(ORDO NEWS) — Climatologists predict that the temperature on Earth will rise by 1.5 degrees Celsius with a 50% chance of maintaining or increasing current levels of greenhouse gas emissions. In 2022, they set another record.
“This year we will set a new record for anthropogenic carbon dioxide emissions despite the need to set reverse records.
Some positive developments are still happening, but the participants of the UN Climate Conference urgently need to take action if we want to avoid a 1.5 degree rise in temperatures Celsius and more,” said Pierre Friedlingstein, professor at the University of Exeter (UK), quoted by the press service of the university.
In December 2015, the Paris Agreement was signed to combat global warming.
Within its framework, the participating countries have committed to voluntarily reduce CO2 emissions in the coming decades in order to keep the average annual temperature increase at around 1.5 or 2 degrees Celsius.
Many climatologists assume that this goal will not be achieved, since for this humanity will have to reduce emissions to zero or even begin to remove carbon dioxide from the atmosphere.
In addition to this, the countries participating in the agreement are developing plans for the accelerated restoration of forests and other natural ecosystems that actively absorb CO2 from the atmosphere.
Rapid growth in emissions
Researchers have found that the key goal of the Paris Agreement may be failed already this decade, despite all the measures taken.
Scientists came to this conclusion in the course of measuring how the level of greenhouse gas emissions has changed in 2022.
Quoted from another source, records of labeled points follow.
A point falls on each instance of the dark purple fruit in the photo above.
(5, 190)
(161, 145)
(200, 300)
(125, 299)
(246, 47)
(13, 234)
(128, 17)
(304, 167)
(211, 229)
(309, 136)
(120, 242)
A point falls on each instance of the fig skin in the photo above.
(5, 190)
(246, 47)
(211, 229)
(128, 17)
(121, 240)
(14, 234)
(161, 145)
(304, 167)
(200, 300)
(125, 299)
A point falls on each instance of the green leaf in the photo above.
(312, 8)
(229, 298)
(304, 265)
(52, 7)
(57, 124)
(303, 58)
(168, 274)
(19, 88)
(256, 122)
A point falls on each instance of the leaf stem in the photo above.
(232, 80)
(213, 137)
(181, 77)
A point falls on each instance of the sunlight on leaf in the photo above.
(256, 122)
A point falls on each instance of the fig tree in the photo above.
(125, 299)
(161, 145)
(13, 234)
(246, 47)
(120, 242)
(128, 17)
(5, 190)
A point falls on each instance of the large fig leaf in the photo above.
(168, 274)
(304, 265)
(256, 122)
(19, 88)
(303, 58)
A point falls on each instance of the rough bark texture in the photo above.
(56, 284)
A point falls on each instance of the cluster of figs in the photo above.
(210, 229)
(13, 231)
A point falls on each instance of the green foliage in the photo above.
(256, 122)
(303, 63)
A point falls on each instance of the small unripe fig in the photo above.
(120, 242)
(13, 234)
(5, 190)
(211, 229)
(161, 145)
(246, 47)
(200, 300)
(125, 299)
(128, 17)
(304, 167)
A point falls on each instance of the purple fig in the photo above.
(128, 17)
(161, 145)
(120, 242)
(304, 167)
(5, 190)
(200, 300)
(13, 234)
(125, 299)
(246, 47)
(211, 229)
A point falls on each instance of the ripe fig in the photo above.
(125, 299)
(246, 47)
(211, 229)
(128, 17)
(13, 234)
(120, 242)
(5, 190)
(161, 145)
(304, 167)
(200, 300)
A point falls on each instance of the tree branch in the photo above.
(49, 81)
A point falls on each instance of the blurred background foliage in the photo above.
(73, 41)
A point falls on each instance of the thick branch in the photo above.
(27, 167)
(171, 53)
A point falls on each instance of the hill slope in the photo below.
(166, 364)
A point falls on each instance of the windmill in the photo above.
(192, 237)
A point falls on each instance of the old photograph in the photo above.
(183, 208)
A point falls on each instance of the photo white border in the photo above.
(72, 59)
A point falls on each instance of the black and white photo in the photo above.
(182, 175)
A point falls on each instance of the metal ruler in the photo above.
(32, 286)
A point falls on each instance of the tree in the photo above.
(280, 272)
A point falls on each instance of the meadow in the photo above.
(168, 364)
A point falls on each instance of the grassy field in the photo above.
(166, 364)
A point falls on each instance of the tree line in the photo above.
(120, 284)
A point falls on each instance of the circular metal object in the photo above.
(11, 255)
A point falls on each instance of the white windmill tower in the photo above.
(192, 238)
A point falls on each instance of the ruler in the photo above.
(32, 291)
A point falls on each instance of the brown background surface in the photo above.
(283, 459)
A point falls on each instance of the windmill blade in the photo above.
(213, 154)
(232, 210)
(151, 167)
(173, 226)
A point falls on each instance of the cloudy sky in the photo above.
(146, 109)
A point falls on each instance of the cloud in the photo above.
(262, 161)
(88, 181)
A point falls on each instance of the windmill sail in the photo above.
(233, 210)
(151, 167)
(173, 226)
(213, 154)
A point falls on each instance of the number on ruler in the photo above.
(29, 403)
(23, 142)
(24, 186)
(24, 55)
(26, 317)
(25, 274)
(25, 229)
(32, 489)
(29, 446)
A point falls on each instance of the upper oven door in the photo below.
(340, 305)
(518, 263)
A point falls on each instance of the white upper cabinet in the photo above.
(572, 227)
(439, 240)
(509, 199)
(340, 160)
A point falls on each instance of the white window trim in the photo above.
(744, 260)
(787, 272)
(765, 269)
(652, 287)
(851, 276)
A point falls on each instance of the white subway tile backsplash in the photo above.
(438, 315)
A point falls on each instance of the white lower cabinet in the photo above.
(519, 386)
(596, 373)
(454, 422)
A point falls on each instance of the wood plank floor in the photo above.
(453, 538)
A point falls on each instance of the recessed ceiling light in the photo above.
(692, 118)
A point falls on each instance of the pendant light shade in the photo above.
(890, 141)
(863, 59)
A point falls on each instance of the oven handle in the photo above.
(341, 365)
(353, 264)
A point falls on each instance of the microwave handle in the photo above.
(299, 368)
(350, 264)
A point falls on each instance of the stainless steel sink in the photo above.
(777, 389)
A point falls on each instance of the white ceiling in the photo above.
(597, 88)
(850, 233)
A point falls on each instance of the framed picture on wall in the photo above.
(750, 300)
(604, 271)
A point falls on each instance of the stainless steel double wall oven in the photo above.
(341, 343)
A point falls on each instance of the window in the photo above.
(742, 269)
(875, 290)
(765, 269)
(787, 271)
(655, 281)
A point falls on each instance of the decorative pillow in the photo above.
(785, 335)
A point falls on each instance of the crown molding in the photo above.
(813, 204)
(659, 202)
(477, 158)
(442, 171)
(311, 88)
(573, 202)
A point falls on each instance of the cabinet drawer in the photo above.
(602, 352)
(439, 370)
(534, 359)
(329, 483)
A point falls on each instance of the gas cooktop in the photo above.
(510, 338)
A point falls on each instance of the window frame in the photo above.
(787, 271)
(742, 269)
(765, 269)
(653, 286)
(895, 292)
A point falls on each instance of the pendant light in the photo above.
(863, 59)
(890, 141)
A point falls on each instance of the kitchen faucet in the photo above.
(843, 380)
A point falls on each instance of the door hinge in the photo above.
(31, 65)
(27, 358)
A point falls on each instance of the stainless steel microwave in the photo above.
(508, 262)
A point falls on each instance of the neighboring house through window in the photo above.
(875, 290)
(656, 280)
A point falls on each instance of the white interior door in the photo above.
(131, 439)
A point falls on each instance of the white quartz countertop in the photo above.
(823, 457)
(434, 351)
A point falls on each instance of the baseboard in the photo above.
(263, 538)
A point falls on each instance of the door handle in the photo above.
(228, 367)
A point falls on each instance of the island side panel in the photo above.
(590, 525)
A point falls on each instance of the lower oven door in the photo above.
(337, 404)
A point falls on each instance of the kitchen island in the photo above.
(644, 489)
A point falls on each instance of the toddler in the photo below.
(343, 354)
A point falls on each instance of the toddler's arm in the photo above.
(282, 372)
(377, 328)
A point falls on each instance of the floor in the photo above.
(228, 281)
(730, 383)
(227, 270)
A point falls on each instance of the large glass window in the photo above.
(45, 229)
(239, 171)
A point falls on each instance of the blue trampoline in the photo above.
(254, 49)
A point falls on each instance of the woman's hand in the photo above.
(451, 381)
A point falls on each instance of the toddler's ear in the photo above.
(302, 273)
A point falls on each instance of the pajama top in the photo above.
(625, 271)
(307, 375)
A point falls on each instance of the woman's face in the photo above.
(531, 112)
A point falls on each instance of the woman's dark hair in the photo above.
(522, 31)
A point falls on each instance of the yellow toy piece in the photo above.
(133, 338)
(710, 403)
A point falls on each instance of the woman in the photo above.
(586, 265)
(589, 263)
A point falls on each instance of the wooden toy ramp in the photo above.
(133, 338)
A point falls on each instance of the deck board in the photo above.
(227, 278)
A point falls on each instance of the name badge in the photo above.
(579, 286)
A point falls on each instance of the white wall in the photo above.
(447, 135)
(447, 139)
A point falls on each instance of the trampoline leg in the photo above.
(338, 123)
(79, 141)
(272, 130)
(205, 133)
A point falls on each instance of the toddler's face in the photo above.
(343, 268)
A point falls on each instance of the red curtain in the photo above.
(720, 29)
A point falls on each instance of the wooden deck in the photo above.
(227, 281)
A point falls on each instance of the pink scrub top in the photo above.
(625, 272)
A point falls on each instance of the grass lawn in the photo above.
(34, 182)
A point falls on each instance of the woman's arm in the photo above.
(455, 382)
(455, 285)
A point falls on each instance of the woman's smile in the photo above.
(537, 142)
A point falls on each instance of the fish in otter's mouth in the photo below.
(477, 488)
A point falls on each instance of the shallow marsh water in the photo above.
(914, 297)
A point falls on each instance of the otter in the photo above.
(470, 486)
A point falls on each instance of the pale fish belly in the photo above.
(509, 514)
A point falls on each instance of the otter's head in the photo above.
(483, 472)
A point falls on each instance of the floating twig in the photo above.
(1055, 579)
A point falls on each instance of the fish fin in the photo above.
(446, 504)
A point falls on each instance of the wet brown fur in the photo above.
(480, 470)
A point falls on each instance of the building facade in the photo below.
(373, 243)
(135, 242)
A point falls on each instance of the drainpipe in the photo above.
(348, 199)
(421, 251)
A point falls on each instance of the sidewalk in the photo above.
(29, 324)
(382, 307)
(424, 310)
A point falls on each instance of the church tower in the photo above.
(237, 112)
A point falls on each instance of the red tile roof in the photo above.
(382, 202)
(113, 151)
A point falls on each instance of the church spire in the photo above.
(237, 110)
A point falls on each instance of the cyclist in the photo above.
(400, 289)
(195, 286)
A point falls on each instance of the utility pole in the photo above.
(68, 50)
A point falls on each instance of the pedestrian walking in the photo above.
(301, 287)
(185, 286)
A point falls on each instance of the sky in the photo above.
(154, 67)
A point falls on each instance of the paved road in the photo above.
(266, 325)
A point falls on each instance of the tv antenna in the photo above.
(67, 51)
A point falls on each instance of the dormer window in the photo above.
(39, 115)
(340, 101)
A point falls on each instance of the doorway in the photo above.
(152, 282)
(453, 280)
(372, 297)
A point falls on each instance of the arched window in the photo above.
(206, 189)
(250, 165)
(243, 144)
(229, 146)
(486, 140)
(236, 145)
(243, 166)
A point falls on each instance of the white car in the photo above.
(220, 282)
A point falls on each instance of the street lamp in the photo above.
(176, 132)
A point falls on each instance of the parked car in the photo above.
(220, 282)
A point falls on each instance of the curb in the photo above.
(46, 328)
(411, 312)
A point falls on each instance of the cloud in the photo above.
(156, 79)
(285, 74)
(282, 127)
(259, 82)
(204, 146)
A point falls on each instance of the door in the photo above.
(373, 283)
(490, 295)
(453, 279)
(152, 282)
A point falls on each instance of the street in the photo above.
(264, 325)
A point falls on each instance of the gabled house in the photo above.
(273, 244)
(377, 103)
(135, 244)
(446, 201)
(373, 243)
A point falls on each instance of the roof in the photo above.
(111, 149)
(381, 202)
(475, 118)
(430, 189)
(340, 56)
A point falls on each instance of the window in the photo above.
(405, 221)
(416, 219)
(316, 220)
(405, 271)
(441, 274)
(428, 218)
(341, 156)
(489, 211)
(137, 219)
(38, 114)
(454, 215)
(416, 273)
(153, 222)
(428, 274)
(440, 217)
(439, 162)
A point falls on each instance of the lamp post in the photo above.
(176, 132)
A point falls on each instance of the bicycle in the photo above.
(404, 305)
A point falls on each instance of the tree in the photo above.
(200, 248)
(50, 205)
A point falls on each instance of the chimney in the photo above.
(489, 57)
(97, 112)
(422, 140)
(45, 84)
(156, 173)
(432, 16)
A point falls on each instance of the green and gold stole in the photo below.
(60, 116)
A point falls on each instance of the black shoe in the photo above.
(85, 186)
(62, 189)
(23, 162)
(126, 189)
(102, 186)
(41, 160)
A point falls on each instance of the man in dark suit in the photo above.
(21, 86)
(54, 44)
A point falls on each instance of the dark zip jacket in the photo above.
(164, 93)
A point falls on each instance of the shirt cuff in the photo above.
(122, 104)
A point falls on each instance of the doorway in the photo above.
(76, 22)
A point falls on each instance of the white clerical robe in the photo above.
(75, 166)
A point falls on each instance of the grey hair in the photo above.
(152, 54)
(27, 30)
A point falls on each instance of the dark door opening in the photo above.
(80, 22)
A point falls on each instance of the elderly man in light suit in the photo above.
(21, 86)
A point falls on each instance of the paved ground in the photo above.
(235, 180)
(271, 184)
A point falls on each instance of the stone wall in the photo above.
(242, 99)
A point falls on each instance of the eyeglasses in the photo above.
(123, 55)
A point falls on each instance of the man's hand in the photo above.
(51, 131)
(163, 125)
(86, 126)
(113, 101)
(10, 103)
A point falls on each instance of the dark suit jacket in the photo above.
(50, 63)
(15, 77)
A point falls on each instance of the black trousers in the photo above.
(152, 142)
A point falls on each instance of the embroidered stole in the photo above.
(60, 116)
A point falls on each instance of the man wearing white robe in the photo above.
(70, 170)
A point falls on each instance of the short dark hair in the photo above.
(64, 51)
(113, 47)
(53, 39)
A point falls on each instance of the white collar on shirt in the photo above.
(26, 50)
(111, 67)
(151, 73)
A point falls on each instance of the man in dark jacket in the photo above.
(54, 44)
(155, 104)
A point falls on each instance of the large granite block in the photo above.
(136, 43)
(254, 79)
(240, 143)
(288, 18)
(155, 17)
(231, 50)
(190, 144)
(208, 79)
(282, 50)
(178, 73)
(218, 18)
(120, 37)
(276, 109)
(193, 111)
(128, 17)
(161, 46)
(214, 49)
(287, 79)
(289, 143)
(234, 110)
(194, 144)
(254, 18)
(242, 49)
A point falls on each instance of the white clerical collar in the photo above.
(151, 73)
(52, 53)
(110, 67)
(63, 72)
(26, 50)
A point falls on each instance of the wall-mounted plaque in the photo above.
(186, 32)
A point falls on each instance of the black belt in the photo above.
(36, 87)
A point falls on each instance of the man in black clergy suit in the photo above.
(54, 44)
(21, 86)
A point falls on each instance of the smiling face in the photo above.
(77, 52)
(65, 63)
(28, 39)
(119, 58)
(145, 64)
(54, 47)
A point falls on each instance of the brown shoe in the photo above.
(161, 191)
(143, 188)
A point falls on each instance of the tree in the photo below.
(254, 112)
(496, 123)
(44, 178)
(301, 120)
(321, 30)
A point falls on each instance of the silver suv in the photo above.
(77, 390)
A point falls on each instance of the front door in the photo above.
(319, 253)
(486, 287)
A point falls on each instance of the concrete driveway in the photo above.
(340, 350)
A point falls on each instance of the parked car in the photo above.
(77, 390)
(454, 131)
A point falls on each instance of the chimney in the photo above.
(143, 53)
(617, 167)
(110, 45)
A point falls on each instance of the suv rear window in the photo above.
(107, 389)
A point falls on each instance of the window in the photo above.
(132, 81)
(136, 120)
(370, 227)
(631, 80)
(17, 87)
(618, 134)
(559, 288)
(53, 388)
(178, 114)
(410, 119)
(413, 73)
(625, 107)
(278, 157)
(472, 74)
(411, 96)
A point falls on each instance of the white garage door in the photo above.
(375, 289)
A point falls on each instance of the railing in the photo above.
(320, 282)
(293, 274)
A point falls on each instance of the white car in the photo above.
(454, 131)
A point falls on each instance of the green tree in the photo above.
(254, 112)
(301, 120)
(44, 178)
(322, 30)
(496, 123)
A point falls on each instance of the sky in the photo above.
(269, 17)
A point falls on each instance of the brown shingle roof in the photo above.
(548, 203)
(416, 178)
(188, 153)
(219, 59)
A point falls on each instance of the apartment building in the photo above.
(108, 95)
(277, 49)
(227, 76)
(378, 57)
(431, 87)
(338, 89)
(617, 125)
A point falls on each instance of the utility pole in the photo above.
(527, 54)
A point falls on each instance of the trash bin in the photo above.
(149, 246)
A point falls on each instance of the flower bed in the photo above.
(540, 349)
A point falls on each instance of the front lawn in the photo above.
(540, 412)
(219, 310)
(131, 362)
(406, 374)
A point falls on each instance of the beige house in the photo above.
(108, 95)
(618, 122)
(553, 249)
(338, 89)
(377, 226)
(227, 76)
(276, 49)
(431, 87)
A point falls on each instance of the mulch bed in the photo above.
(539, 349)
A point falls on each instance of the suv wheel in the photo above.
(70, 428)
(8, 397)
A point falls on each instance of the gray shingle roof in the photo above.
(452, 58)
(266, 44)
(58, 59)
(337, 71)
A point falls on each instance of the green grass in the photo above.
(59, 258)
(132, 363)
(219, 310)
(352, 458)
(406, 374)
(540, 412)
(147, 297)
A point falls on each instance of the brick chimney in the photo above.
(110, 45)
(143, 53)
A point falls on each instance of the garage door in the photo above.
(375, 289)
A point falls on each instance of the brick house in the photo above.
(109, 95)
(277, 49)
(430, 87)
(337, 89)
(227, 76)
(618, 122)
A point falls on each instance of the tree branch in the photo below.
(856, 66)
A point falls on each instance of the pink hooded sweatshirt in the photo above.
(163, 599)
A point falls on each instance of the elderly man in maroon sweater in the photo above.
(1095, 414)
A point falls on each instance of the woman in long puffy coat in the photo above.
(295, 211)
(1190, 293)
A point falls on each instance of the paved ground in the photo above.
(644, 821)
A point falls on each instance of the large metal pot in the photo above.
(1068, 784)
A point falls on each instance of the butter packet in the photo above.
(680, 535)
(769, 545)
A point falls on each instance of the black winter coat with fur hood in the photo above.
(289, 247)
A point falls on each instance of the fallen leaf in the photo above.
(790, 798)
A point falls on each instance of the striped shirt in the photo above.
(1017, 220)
As climatologists have found, this indicator continued the rapid growth that began last year. It reached 40.6 billion tons of CO2, which is 1% more than last year.
At the same time, scientists found that the amount of CO2 emissions associated with the burning of fossil fuels increased by about 5.1% compared to 2020.
This suggests that the current economic instability and the epidemiological situation have not prevented the recovery and a sharp increase in the use of hydrocarbons in industry and energy.
According to the researchers, this figure is now very close to the record highs of 2019.
If this level of emissions is maintained or increased, Professor Friedlingstein and his colleagues predict that there is a 50% chance that temperatures on Earth will rise by 1.5 degrees Celsius as early as this decade.